When a large portion of the internet went offline earlier this week, no one could have guessed that the reason for it would be a simple typo. Yet, that’s exactly what happened, as Amazon gave an explanation to the incident.
Earlier this week, a number of big websites (and an even greater number of smaller ones) went offline for five hours – Trello, Lonely Planet, Medium, IFTTT, Quora, and pretty much every site built on Wix.
All the sites are hosted by Amazon’s Web Services, and that’s where the things have gone haywire. Apparently, its employees in northern Virginia were investigating a problem with slower billing. As a fix, they intended to remove a small number of servers. They ended up removing a large number of servers, and that’s when our headaches started.
“At 9:37AM PST, an authorized S3 team member using an established playbook executed a command which was intended to remove a small number of servers for one of the S3 subsystems that is used by the S3 billing process,” Amazon said. “Unfortunately, one of the inputs to the command was entered incorrectly and a larger set of servers was removed than intended.”
It took them a while to get things back on track.
“Removing a significant portion of the capacity caused each of these systems to require a full restart.
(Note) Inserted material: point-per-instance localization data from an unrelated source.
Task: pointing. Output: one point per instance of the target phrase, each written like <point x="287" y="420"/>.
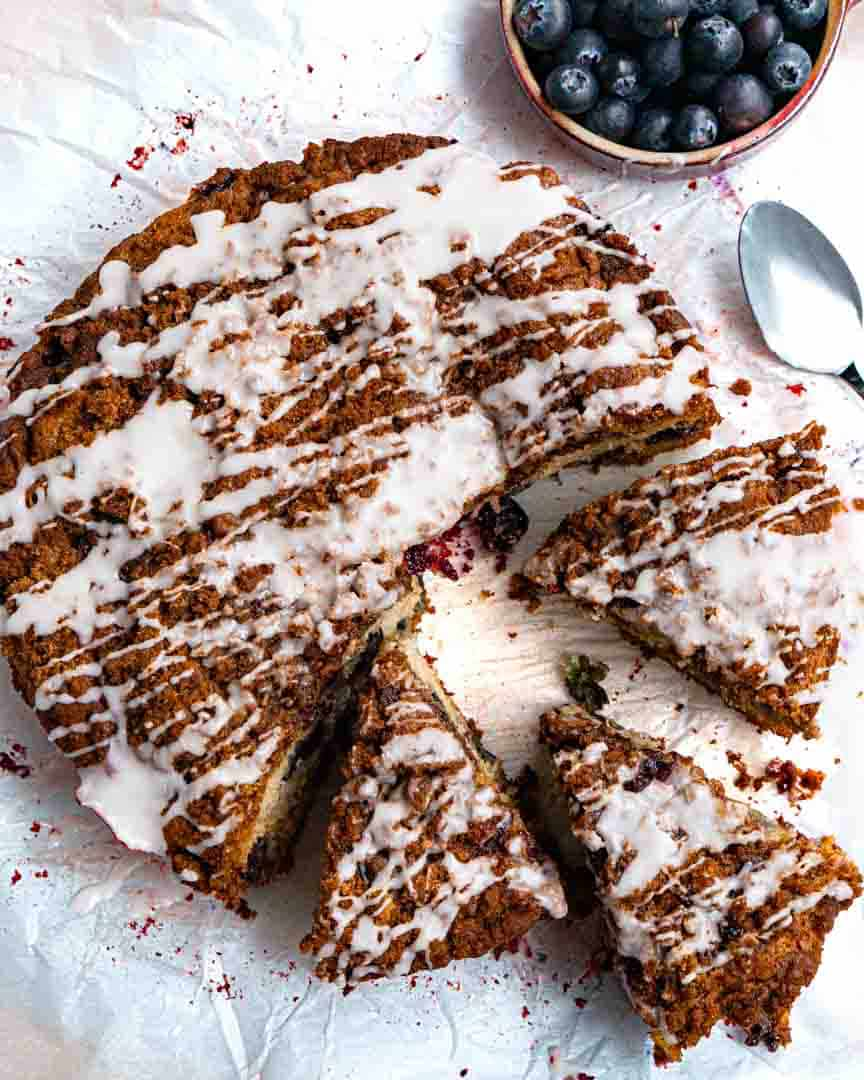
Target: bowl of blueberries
<point x="671" y="86"/>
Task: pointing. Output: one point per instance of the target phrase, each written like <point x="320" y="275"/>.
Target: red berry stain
<point x="437" y="555"/>
<point x="8" y="764"/>
<point x="142" y="929"/>
<point x="139" y="156"/>
<point x="226" y="988"/>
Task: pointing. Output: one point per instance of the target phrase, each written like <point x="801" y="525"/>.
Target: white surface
<point x="82" y="993"/>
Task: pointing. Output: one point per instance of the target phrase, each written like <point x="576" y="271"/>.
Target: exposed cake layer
<point x="427" y="858"/>
<point x="713" y="912"/>
<point x="743" y="568"/>
<point x="214" y="458"/>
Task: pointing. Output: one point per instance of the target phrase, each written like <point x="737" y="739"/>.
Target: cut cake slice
<point x="744" y="569"/>
<point x="427" y="858"/>
<point x="217" y="453"/>
<point x="713" y="912"/>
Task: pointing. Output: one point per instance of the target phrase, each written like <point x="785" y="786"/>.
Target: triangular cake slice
<point x="427" y="859"/>
<point x="713" y="912"/>
<point x="743" y="568"/>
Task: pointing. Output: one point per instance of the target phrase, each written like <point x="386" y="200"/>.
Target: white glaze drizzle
<point x="336" y="563"/>
<point x="747" y="594"/>
<point x="423" y="791"/>
<point x="665" y="831"/>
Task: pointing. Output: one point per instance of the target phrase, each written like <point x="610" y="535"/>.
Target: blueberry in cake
<point x="743" y="569"/>
<point x="219" y="448"/>
<point x="712" y="912"/>
<point x="427" y="858"/>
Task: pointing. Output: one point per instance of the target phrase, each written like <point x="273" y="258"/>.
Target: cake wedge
<point x="744" y="569"/>
<point x="427" y="856"/>
<point x="713" y="912"/>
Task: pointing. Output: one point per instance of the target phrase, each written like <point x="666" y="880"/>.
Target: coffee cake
<point x="713" y="913"/>
<point x="744" y="569"/>
<point x="213" y="459"/>
<point x="427" y="858"/>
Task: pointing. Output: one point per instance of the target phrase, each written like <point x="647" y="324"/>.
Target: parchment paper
<point x="108" y="967"/>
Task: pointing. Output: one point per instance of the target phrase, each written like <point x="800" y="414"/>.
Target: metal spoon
<point x="802" y="294"/>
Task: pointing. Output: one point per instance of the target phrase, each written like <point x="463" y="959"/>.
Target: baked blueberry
<point x="583" y="12"/>
<point x="802" y="14"/>
<point x="612" y="118"/>
<point x="696" y="127"/>
<point x="619" y="75"/>
<point x="571" y="89"/>
<point x="761" y="31"/>
<point x="542" y="24"/>
<point x="615" y="18"/>
<point x="786" y="68"/>
<point x="701" y="9"/>
<point x="659" y="18"/>
<point x="584" y="46"/>
<point x="740" y="11"/>
<point x="700" y="85"/>
<point x="742" y="102"/>
<point x="653" y="130"/>
<point x="662" y="62"/>
<point x="714" y="44"/>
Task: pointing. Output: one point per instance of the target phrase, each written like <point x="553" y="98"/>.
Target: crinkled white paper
<point x="109" y="968"/>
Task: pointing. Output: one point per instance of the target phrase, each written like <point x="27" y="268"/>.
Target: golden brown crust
<point x="662" y="524"/>
<point x="763" y="958"/>
<point x="395" y="704"/>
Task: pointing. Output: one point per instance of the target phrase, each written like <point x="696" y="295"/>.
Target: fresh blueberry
<point x="786" y="68"/>
<point x="696" y="127"/>
<point x="802" y="14"/>
<point x="714" y="44"/>
<point x="612" y="118"/>
<point x="701" y="9"/>
<point x="583" y="12"/>
<point x="761" y="31"/>
<point x="615" y="19"/>
<point x="742" y="102"/>
<point x="662" y="62"/>
<point x="572" y="89"/>
<point x="740" y="11"/>
<point x="659" y="18"/>
<point x="584" y="48"/>
<point x="619" y="75"/>
<point x="700" y="85"/>
<point x="542" y="24"/>
<point x="653" y="130"/>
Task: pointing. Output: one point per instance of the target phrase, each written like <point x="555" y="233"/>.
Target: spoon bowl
<point x="802" y="294"/>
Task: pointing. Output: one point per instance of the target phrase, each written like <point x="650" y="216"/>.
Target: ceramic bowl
<point x="610" y="154"/>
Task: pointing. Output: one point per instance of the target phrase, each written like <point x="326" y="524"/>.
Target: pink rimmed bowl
<point x="609" y="154"/>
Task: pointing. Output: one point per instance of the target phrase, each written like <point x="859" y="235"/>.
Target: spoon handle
<point x="852" y="376"/>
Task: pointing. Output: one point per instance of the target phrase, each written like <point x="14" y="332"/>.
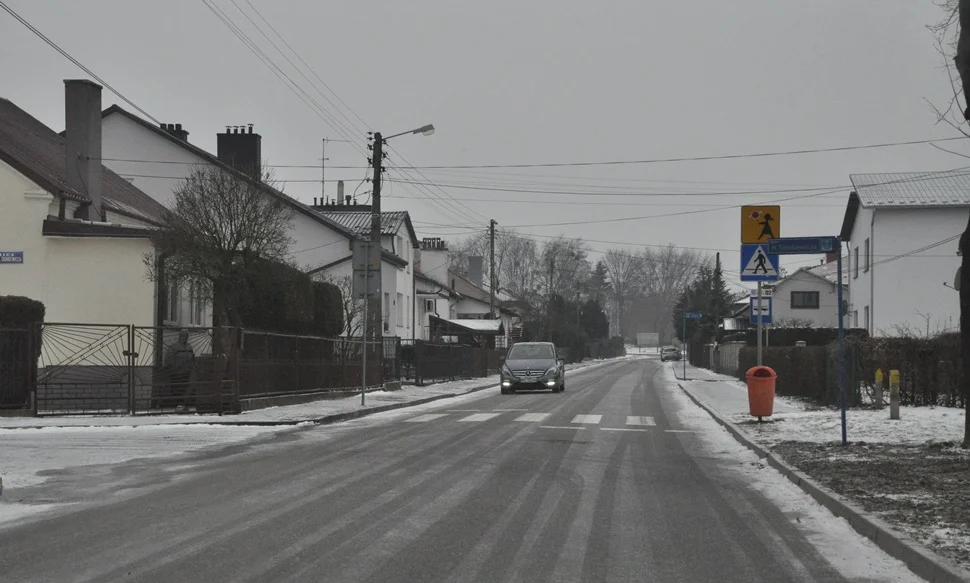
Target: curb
<point x="920" y="560"/>
<point x="323" y="420"/>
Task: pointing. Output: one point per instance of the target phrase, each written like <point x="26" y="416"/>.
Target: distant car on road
<point x="670" y="353"/>
<point x="533" y="365"/>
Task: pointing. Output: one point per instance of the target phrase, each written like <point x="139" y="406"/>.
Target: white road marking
<point x="480" y="417"/>
<point x="622" y="429"/>
<point x="426" y="417"/>
<point x="560" y="427"/>
<point x="532" y="417"/>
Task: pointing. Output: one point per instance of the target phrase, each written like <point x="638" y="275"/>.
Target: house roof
<point x="37" y="152"/>
<point x="359" y="221"/>
<point x="210" y="159"/>
<point x="897" y="190"/>
<point x="913" y="189"/>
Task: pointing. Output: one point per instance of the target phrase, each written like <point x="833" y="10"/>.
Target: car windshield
<point x="531" y="352"/>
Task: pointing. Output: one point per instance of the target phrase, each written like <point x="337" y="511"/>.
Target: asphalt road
<point x="594" y="484"/>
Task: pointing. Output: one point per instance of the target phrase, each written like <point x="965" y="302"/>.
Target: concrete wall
<point x="81" y="280"/>
<point x="906" y="294"/>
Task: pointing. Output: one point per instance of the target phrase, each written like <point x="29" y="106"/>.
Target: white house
<point x="902" y="232"/>
<point x="809" y="297"/>
<point x="156" y="158"/>
<point x="73" y="234"/>
<point x="399" y="249"/>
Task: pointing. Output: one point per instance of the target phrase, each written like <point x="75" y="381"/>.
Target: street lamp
<point x="377" y="163"/>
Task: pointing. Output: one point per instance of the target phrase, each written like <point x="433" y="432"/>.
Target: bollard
<point x="894" y="394"/>
<point x="877" y="397"/>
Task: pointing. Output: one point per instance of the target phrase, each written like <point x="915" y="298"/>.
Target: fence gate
<point x="125" y="369"/>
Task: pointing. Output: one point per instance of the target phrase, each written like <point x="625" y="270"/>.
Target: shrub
<point x="20" y="312"/>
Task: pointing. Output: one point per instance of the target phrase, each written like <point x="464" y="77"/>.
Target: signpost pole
<point x="841" y="344"/>
<point x="363" y="372"/>
<point x="684" y="355"/>
<point x="761" y="323"/>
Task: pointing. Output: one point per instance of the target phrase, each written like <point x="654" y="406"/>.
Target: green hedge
<point x="20" y="312"/>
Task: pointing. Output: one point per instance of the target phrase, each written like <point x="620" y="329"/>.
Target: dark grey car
<point x="533" y="365"/>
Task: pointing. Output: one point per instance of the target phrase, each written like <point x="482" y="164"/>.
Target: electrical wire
<point x="66" y="55"/>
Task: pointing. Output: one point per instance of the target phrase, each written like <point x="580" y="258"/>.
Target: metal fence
<point x="273" y="364"/>
<point x="110" y="368"/>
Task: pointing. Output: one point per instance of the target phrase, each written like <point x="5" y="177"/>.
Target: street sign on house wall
<point x="11" y="257"/>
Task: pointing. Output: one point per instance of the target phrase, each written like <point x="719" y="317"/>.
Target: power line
<point x="694" y="158"/>
<point x="66" y="55"/>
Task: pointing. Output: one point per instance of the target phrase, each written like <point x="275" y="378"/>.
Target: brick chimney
<point x="176" y="130"/>
<point x="82" y="144"/>
<point x="241" y="149"/>
<point x="434" y="260"/>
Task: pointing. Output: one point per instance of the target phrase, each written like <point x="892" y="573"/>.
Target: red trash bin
<point x="761" y="390"/>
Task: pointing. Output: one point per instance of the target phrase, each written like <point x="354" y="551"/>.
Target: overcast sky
<point x="531" y="81"/>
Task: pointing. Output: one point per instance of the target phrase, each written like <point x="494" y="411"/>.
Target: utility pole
<point x="491" y="269"/>
<point x="377" y="165"/>
<point x="323" y="173"/>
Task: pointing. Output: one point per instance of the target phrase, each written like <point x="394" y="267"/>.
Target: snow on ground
<point x="853" y="555"/>
<point x="28" y="452"/>
<point x="291" y="413"/>
<point x="916" y="425"/>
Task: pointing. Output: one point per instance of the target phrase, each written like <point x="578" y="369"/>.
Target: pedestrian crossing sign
<point x="757" y="264"/>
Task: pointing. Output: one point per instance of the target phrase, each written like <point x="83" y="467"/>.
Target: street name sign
<point x="803" y="245"/>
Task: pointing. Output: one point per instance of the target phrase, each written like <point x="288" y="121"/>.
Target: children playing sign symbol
<point x="757" y="264"/>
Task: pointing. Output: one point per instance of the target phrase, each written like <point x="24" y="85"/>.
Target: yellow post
<point x="877" y="394"/>
<point x="894" y="394"/>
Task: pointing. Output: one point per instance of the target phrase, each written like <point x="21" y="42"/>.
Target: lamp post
<point x="377" y="164"/>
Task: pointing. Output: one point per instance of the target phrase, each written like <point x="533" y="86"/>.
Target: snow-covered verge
<point x="908" y="472"/>
<point x="854" y="556"/>
<point x="29" y="453"/>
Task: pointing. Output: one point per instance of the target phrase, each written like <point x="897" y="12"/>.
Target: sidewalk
<point x="323" y="411"/>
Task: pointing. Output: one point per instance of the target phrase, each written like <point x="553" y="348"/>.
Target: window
<point x="173" y="302"/>
<point x="804" y="300"/>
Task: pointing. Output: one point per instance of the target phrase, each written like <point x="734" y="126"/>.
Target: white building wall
<point x="160" y="165"/>
<point x="825" y="316"/>
<point x="79" y="280"/>
<point x="907" y="293"/>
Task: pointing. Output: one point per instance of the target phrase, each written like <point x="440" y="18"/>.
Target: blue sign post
<point x="688" y="316"/>
<point x="816" y="246"/>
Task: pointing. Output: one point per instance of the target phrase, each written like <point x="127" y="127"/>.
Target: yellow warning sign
<point x="760" y="223"/>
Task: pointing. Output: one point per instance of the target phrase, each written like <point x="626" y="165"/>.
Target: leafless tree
<point x="622" y="267"/>
<point x="220" y="225"/>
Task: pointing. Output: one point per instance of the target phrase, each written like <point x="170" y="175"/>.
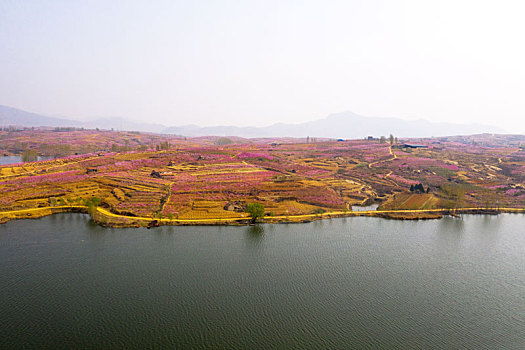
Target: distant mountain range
<point x="17" y="117"/>
<point x="345" y="125"/>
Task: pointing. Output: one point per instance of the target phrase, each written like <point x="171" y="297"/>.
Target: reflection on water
<point x="356" y="282"/>
<point x="256" y="230"/>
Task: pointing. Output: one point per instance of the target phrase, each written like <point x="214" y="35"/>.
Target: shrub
<point x="256" y="211"/>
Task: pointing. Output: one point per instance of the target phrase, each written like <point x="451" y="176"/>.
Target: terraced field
<point x="196" y="179"/>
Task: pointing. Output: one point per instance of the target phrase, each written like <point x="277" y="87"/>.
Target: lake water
<point x="342" y="283"/>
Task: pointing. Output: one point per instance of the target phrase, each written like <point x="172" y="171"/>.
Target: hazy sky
<point x="259" y="62"/>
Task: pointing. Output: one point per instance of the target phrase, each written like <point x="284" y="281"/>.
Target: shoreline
<point x="106" y="218"/>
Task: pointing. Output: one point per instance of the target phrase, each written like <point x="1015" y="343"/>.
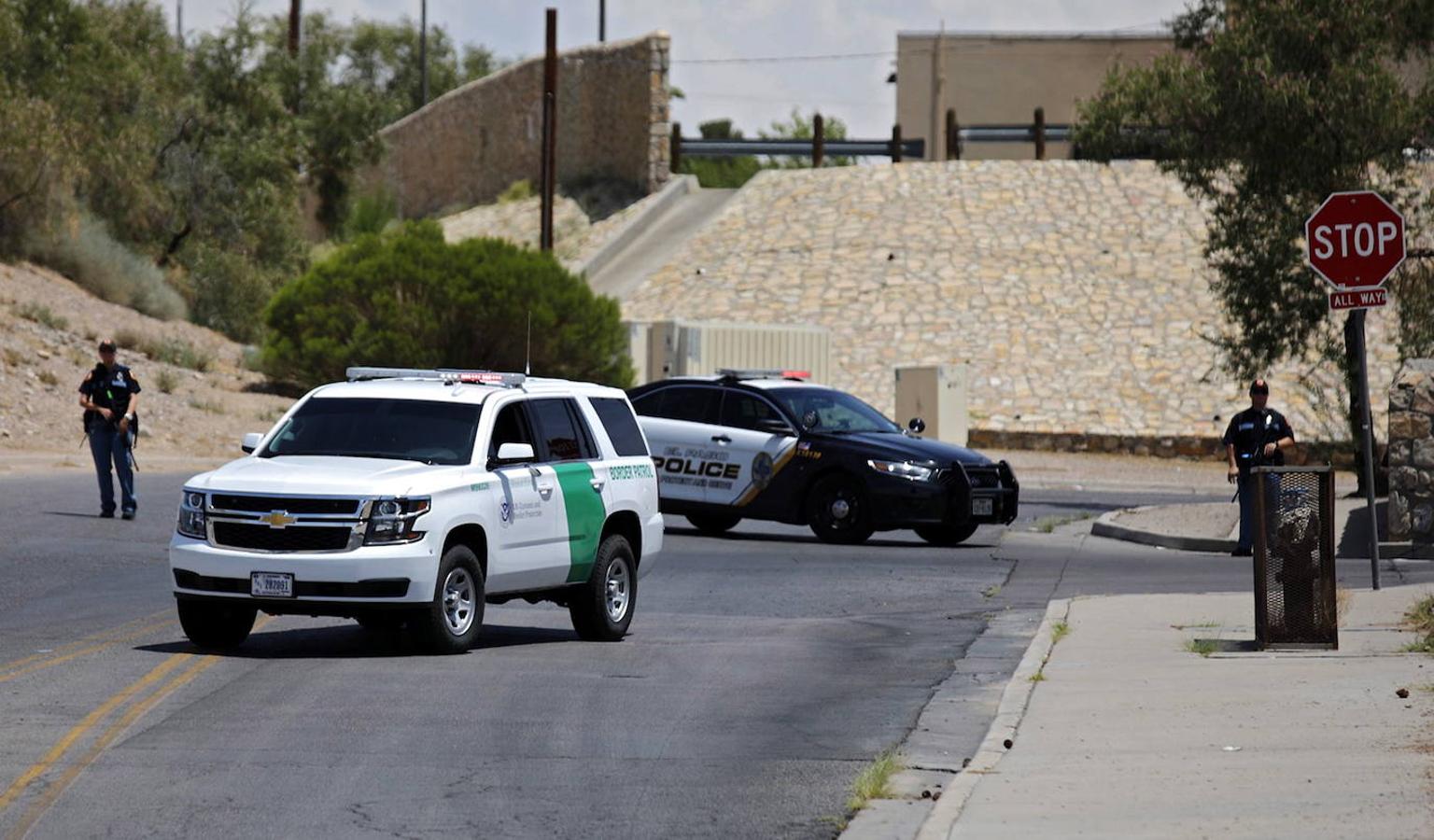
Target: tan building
<point x="1003" y="77"/>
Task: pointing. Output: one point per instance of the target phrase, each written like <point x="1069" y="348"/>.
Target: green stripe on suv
<point x="585" y="518"/>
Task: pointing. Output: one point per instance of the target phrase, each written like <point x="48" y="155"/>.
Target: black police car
<point x="766" y="444"/>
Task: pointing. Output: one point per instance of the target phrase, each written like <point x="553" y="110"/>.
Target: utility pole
<point x="936" y="149"/>
<point x="423" y="53"/>
<point x="550" y="129"/>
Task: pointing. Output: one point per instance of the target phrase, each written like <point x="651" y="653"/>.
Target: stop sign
<point x="1356" y="240"/>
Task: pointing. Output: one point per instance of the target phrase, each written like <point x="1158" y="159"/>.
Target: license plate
<point x="272" y="585"/>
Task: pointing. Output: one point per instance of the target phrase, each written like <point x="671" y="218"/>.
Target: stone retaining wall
<point x="1412" y="454"/>
<point x="475" y="141"/>
<point x="1076" y="293"/>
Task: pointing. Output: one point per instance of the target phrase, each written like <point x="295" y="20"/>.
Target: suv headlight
<point x="392" y="521"/>
<point x="191" y="515"/>
<point x="902" y="469"/>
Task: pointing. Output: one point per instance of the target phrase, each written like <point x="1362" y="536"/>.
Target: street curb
<point x="676" y="188"/>
<point x="1106" y="526"/>
<point x="1014" y="700"/>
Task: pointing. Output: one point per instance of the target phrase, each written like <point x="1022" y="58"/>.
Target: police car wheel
<point x="217" y="626"/>
<point x="837" y="512"/>
<point x="713" y="524"/>
<point x="602" y="608"/>
<point x="945" y="535"/>
<point x="451" y="623"/>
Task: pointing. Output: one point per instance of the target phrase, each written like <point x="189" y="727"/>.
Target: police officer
<point x="109" y="396"/>
<point x="1257" y="438"/>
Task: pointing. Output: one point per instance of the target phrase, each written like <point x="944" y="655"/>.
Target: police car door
<point x="689" y="446"/>
<point x="524" y="499"/>
<point x="760" y="441"/>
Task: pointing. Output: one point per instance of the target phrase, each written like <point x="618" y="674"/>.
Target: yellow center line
<point x="63" y="658"/>
<point x="77" y="730"/>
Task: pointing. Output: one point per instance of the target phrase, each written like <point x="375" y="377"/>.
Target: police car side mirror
<point x="513" y="454"/>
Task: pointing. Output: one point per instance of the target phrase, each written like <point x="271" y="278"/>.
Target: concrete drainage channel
<point x="945" y="756"/>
While these subsystems were being restarted, S3 was unable to service requests. Other AWS services in the US-EAST-1 Region that rely on S3 for storage, including the S3 console, Amazon Elastic Compute Cloud (EC2) new instance launches, Amazon Elastic Block Store (EBS) volumes (when data was needed from a S3 snapshot), and AWS Lambda were also impacted while the S3 APIs were unavailable.”
Amazon apologized for the incident and promised to “do everything we can to learn from this event.”